DPE et diagnostics en 2026 à Limoges : calendrier et points à anticiper

Publié le 13 septembre 2026 5 min de lecture

À Limoges, les 57 500 logements diagnostiqués dans la base ADEME permettent de situer les enjeux du calendrier énergétique. En 2026, les propriétaires doivent distinguer les restrictions déjà applicables, les échéances à venir et les règles propres à la vente.
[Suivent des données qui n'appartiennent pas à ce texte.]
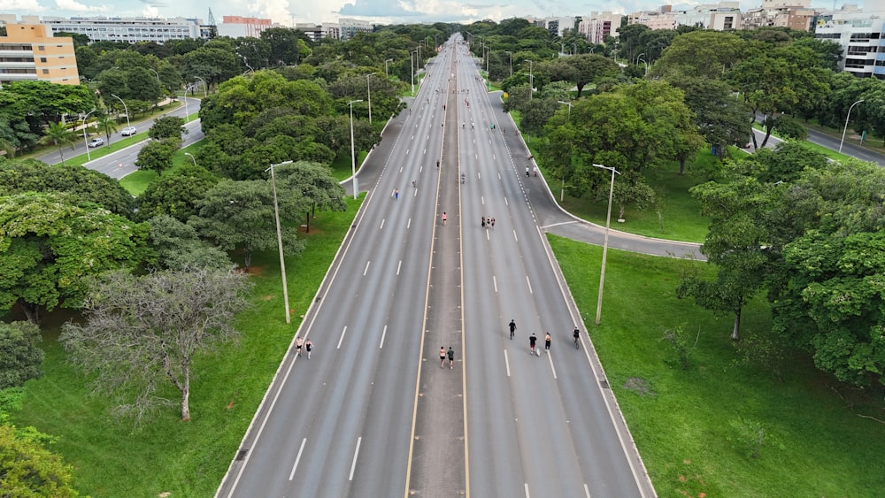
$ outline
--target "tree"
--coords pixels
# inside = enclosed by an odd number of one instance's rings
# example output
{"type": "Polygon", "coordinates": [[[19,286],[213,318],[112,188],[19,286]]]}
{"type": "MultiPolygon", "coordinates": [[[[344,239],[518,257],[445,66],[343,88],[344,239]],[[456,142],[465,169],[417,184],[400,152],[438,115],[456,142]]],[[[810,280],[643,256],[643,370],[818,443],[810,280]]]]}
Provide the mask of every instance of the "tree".
{"type": "MultiPolygon", "coordinates": [[[[280,218],[296,219],[299,213],[310,209],[309,201],[299,195],[278,195],[280,218]]],[[[273,198],[269,180],[222,180],[212,187],[196,203],[199,212],[191,225],[200,235],[224,250],[242,249],[243,265],[251,266],[252,252],[277,246],[273,198]]],[[[283,248],[287,254],[297,254],[304,243],[296,237],[296,229],[282,227],[283,248]]]]}
{"type": "Polygon", "coordinates": [[[0,322],[0,389],[42,377],[42,340],[40,327],[31,322],[0,322]]]}
{"type": "Polygon", "coordinates": [[[95,203],[114,214],[131,218],[132,195],[108,175],[83,166],[50,166],[36,159],[0,165],[0,195],[58,192],[80,203],[95,203]]]}
{"type": "Polygon", "coordinates": [[[154,140],[163,140],[164,138],[177,138],[181,140],[181,135],[188,134],[188,128],[184,127],[184,119],[175,116],[165,116],[154,121],[148,130],[148,136],[154,140]]]}
{"type": "Polygon", "coordinates": [[[0,489],[4,496],[73,498],[73,469],[42,443],[0,425],[0,489]]]}
{"type": "Polygon", "coordinates": [[[86,278],[135,267],[150,256],[148,227],[59,193],[16,194],[0,203],[0,310],[80,306],[86,278]]]}
{"type": "Polygon", "coordinates": [[[167,138],[159,142],[150,142],[138,151],[135,165],[140,170],[150,170],[162,176],[163,172],[172,167],[172,157],[181,145],[181,139],[167,138]]]}
{"type": "Polygon", "coordinates": [[[197,213],[196,203],[218,181],[205,168],[185,165],[148,185],[138,196],[138,219],[169,215],[187,223],[197,213]]]}
{"type": "Polygon", "coordinates": [[[332,176],[328,166],[318,163],[298,162],[274,168],[276,178],[284,185],[281,193],[296,192],[311,203],[311,210],[305,211],[306,232],[311,231],[311,214],[316,210],[344,211],[344,188],[332,176]]]}
{"type": "Polygon", "coordinates": [[[61,151],[62,147],[70,145],[73,149],[73,141],[76,134],[67,129],[64,123],[50,123],[46,126],[46,134],[40,139],[40,143],[51,143],[58,147],[58,155],[61,156],[61,165],[65,165],[65,153],[61,151]],[[59,146],[59,144],[61,144],[59,146]]]}
{"type": "Polygon", "coordinates": [[[160,390],[171,382],[189,421],[195,356],[238,337],[234,318],[250,287],[248,276],[233,271],[113,272],[86,299],[86,323],[65,324],[58,340],[74,364],[96,373],[96,392],[119,402],[115,413],[141,420],[172,404],[160,390]]]}
{"type": "Polygon", "coordinates": [[[741,177],[729,183],[707,182],[691,188],[710,217],[710,232],[701,253],[716,265],[714,280],[699,277],[685,279],[677,290],[679,297],[693,297],[708,310],[735,317],[731,338],[738,340],[743,305],[766,287],[776,273],[782,246],[773,242],[773,226],[781,220],[779,189],[752,178],[741,177]]]}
DPE et diagnostics en 2026 à Limoges : calendrier et points à anticiper — Limoges

En 2026, lire les obligations énergétiques à Limoges suppose de séparer plusieurs sujets : la possibilité de conclure un nouveau bail, l’évolution du loyer, la préparation d’une vente et la validité du DPE. Ces règles ne répondent pas toutes au même objectif et ne concernent pas nécessairement les mêmes biens. Les données fournies recensent 57 500 logements diagnostiqués dans la base ADEME. Elles donnent une photographie des classes énergétiques, mais ne précisent pas combien de ces logements sont effectivement loués ou proposés à la vente. Les effectifs présentés dans ce dossier décrivent donc les logements diagnostiqués de chaque classe, et non un décompte des locations actuellement interdites.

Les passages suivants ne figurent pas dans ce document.